Billie Holiday, Martha Graham, Jackson Pollock and James Baldwin are just some of the artists, writers and activists who have made their mark in Greenwich Village. Their lives and work are captured in “shadow boxes” located all throughout the Village.
“It’s this incredible way of engaging the public about all of these really important historic figures connected to Greenwich Village, the East Village and NoHo,” Andrew Berman, executive director of Village Preservation, said.
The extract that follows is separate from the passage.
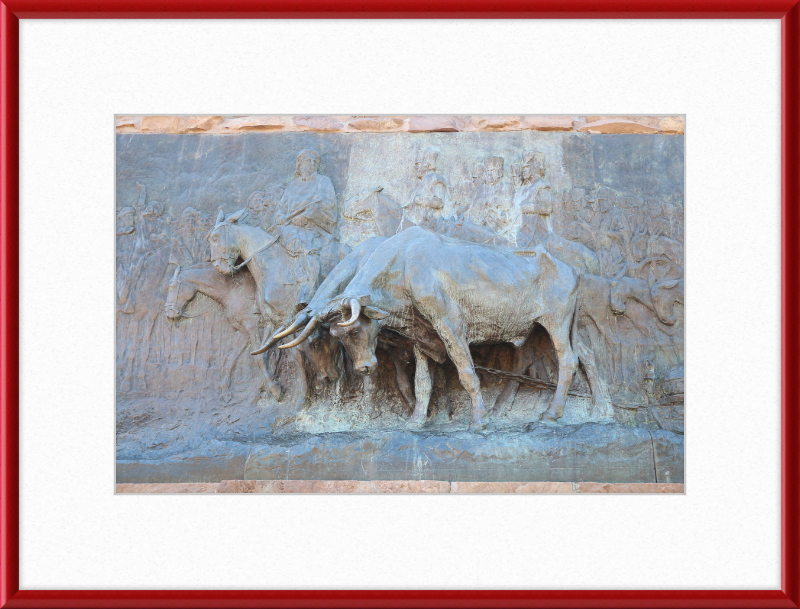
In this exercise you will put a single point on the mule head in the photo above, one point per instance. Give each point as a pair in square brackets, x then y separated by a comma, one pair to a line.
[665, 294]
[178, 295]
[224, 243]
It’s the second year for "Village Voices," presented by Village Preservation, the over 40-year-old organization that works to preserve the architectural and cultural history of these Manhattan neighborhoods.
What You Need To Know
- 'Village Voices' is an interactive exhibition of shadow boxes and other installation located around Greenwich Village, the East and West Village and NoHo
- There are over 20 exhibits on the self-guided tour
- QR codes at each exhibit allow visitors to find out more about the individuals through an audio portion
- Village Voices is presented by Village Preservation, which works to preserve architecture and spotlight the history of Greenwich Village and surrounding neighborhoods
There are over 20 exhibits on a walking tour throughout the Village. At each one, visitors can scan a QR code and hear more about the individuals. Familiar voices on the recordings include actors Jesse Eisenberg and Edward Norton.
Not all the exhibits are shadow boxes. There is a 20-feet high installation is at 70 Fifth Avenue, a recently land marked building from around 1912 that is now home to the New School. It originally housed the headquarters of the National Association for the Advancement of Colored People and The Crisis magazine, the country’s first and oldest African-American magazine, serving as a launching pad for the Harlem renaissance.
“What I really wanted to be able to do was to look up and to have some sense of what had happened in my neighborhood to be inspired by something, to understand all the things that were happening in the world,” Leslie Mason, co-curator of Village Voices, said.
The beginning and end of Village Voices is this spot in Gansevoort Plaza called a Monument to Choice, which is a place for visitors to raise their own voices, just like many in the village have done throughout history on a variety of civil rights issues.
“Celebrate those voices and add our own voices here in the present,” Lannyl Stephens, co-curator of Village Voices, said.
Village Voices will be on display until Oct. 30 to teach the history of the many trailblazers that accomplished on the streets of the Village.